Sconfitta… da Scudetto.

Intervistato in zona mista dopo la sconfitta del suo Cagliari negli ottavi di finale contro l’Inter, Radja Nainggolan commenta la gara e lancia frecciatine:

“Il gol all’inizio ha condizionato la partita. Ultimamente siamo un po’ in difficoltà. Se le cose vanno così è difficile uscirne a testa alta. Siamo uomini, bisogna dire le cose in faccia: quando le cose vanno così bisogna essere più perfetti possibile. Dobbiamo essere più equilibrati, sul pezzo; penso che ognuno di noi lo sappia. Ora ci concentriamo sul Brescia, vedendo le cose positive: essere sesti alla fine del girone di andata penso sia una bella cosa, nel ritorno dobbiamo fare meglio di quanto abbiamo fatto.
Se tornerò all’Inter? Coi prestiti di un anno non si può decidere di tornare domani… L’Inter sta bene, io anche, vedremo come finirà.
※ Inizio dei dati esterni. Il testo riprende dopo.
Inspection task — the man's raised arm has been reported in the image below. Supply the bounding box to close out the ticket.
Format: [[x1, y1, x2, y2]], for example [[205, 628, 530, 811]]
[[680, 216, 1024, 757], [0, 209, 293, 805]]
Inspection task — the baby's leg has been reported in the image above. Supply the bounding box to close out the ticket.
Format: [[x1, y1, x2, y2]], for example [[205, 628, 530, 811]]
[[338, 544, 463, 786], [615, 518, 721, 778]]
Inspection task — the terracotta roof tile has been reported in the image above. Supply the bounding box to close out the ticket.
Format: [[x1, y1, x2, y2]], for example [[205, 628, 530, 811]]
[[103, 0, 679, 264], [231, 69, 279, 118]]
Sono concentrato sul Cagliari, sto facendo un campionato importante per il Cagliari, ma sono felice per quello che sta facendo l’Inter. L’affetto dei tifosi fa sempre piacere, vuol dire che qualcosa di buono ho lasciato.
Non sono rammaricato di non giocare più nell’Inter. Non faccio il mercato, faccio il giocatore. Sono convinto delle mie qualità, qui potevo starci ma la società ha fatto altre scelte e io le ho accettate. Sono un uomo, quando non mi vogliono non sto lì a piangermi addosso. Voglio giocare e divertirmi ancora, la scelta è stata fatta da entrambe le parti”.
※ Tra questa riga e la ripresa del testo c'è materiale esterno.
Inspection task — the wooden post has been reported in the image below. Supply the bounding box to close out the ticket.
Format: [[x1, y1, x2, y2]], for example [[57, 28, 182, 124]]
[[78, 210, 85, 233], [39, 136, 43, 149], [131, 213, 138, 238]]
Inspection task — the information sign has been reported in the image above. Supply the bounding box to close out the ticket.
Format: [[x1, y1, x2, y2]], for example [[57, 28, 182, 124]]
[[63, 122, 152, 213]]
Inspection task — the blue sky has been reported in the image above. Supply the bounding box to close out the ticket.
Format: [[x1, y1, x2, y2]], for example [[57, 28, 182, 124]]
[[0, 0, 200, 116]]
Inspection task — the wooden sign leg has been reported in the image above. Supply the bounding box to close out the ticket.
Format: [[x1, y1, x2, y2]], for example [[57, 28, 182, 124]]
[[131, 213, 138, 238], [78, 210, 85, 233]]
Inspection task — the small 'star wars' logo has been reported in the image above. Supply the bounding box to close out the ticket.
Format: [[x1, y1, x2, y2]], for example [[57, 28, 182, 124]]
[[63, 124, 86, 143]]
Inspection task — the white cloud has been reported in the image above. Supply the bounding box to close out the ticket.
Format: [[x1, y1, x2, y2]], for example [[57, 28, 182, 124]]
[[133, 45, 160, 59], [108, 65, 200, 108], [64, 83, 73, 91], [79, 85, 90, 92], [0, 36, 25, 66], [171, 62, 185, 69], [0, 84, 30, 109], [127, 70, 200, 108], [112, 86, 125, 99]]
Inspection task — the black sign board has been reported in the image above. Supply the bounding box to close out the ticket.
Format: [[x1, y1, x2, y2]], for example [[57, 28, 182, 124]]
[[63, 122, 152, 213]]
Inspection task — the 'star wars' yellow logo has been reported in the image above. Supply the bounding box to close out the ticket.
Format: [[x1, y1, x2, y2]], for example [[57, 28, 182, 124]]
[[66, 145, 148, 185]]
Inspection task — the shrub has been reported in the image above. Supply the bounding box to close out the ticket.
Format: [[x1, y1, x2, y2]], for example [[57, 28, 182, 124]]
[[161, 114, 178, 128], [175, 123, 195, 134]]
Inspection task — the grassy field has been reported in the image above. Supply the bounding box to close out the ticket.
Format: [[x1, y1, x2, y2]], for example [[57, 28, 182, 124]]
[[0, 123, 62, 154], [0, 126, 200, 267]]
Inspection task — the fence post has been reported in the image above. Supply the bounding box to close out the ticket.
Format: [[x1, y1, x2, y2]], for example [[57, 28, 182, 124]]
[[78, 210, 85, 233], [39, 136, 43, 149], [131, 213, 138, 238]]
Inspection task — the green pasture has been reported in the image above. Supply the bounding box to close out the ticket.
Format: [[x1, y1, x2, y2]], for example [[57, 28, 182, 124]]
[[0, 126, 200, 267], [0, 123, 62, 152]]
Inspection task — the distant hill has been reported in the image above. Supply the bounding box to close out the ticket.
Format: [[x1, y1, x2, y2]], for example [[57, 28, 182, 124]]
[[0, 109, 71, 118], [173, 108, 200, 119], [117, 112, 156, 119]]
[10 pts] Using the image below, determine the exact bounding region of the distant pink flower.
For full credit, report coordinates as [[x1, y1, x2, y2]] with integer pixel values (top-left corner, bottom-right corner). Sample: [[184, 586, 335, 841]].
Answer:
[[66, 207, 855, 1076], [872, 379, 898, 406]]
Problemi con Conte non ne ho mai avuti. Mi ha sempre detto le cose in faccia e io ho sempre detto quello che pensavo. Siamo uomini, quando le cose vengono dette io lo apprezzo. Lui con me è stato uomo, non si può dire lo stesso di altri. Questa è la vita.
Calo dovuto alla demotivazione? Non è questo, quando prendi gol dopo 20 secondi è difficile uscirne fuori. Noi non siamo l’Inter, la Juve, la Lazio con la quale abbiamo fatto la miglior prestazione. Stiamo facendo un campionato importante ma non possiamo pensare di vincere tutte le partite. Questo momento doveva arrivare, magari non in questo modo. Se ne usciamo prima possibile possiamo riprendere quel discorso e continuare a divertirci, ma dobbiamo farlo al più presto.
Cosa avrei fatto in caso di gol? Non avrei esultato, ho lasciato tanti amici a Milano e sono stato bene con tutti. A fine gara abbiamo riso un po’ e io ho detto che è andata bene a Samir perché sennò sarebbe diventato la mia vittima preferita. Sono sempre stato bene con tutti, non ho mai creato problemi nello spogliatoio. Questo lo so io e i miei ex compagni.
Inter da Scudetto? Certo, io tifo sempre per i miei compagni, se vince l’Inter poi non vince la Juve quindi sarei contento.
Da capitano, cosa puoi dire ai compagni e all’ambiente?
“All’ambiente niente, ci son stati dietro fino a ora e sarebbe un peccato se avessero dei dubbi. Un momento di calo poteva arrivare, ma dobbiamo uscire anche con la loro spinta. Tocca a noi trasformare le critiche in applausi. Bisogna ripartire da quanto di buono abbiamo fatto e andare a Brescia dimostrando di essere la squadra da sesto posto”.